ワンだふる・ワールド ~飼育系女子の憂鬱な1週間
ハチ
昼になり、沙希はハチにまずラインを送った。
《今、電話してもいい?》
ラインで返事が来ると思いきや、既読になった途端、ハチから電話が掛かってきた。
「沙希、ゴメンな。
昨日は帰れなくて…
それで、どうかしたか?」
いつも通りのハチの口調。
後ろめたさがあるようには思えなかった。
が、ある点だけは確認しなきゃならない。
「ううん、
大したことではないんだけど、
徹夜したっていうから
体調大丈夫かなって思って…」
「ありがとな。
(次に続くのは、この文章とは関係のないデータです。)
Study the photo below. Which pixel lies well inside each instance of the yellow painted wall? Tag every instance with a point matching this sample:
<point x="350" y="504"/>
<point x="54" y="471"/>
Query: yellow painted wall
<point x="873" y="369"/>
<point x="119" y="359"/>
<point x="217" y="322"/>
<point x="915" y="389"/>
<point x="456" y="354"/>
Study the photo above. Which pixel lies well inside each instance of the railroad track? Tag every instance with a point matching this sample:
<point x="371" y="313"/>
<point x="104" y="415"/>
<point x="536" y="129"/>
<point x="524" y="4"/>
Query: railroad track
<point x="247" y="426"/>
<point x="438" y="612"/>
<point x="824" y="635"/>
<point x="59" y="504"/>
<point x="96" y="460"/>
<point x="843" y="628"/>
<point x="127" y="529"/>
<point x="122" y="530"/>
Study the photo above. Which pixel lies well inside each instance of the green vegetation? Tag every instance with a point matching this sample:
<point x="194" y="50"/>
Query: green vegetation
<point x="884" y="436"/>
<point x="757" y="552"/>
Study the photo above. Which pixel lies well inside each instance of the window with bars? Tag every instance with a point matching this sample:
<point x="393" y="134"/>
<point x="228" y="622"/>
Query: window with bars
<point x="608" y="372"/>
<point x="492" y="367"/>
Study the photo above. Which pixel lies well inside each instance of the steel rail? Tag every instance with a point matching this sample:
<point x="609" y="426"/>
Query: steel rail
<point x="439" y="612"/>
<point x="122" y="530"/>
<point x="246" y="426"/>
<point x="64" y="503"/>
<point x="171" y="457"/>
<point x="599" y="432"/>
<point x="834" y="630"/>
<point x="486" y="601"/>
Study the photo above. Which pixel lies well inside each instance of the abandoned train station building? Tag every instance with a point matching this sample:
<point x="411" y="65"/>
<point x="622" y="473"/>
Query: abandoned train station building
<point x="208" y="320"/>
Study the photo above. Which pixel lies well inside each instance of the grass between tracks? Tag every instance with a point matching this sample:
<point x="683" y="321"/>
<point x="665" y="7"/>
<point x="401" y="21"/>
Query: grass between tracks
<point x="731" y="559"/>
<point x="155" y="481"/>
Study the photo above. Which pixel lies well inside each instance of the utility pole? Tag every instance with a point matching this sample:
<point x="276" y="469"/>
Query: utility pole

でも、
体力だけは自信あるから
俺は大丈夫だよ。
それより、沙希こそ気をつけろよ。
慣れない仕事で疲れてるんだから」
自分の体調よりも私を気遣うハチの言動に安堵する。
と同時に、本題を投げかける前に気を引き締めた。
「ありがと。
で、ライン来たけど、
由紀恵さんも徹夜だったんでしょ?
女子まで徹夜なんて…
修一の会社は今が繁忙期なの?」
「いや、繁忙期はこれから。
今忙しいのはうちの部署だけだよ。
まぁ、といっても
毎晩徹夜することはないけどな。
ちなみに昨日の夜だって、
部下がトラブル起こしちゃって
その処理に追われただけだ。
大和さんまで付き合う必要はなかったし
彼女は一旦帰ったんだけど、
2時くらい…だったかな。
差し入れ持って来てくれたんだ。
ちょうど腹減ってたから
助かったけどな」
私の質問を尋問と捉えないのはハチらしい天然さだけど、それを差し引いてもハチの口調からは不審な点は感じられなかった。
それにこれだけの説明を平然と即座に嘘つけるほど、ハチは強かではない。
「白」確定。
子猫とホテルで乳繰り合ってたなんてことは、まずなさそうだ。
ハチの説明を聞き終えて、沙希はホッと胸を撫でおろして電話を切った。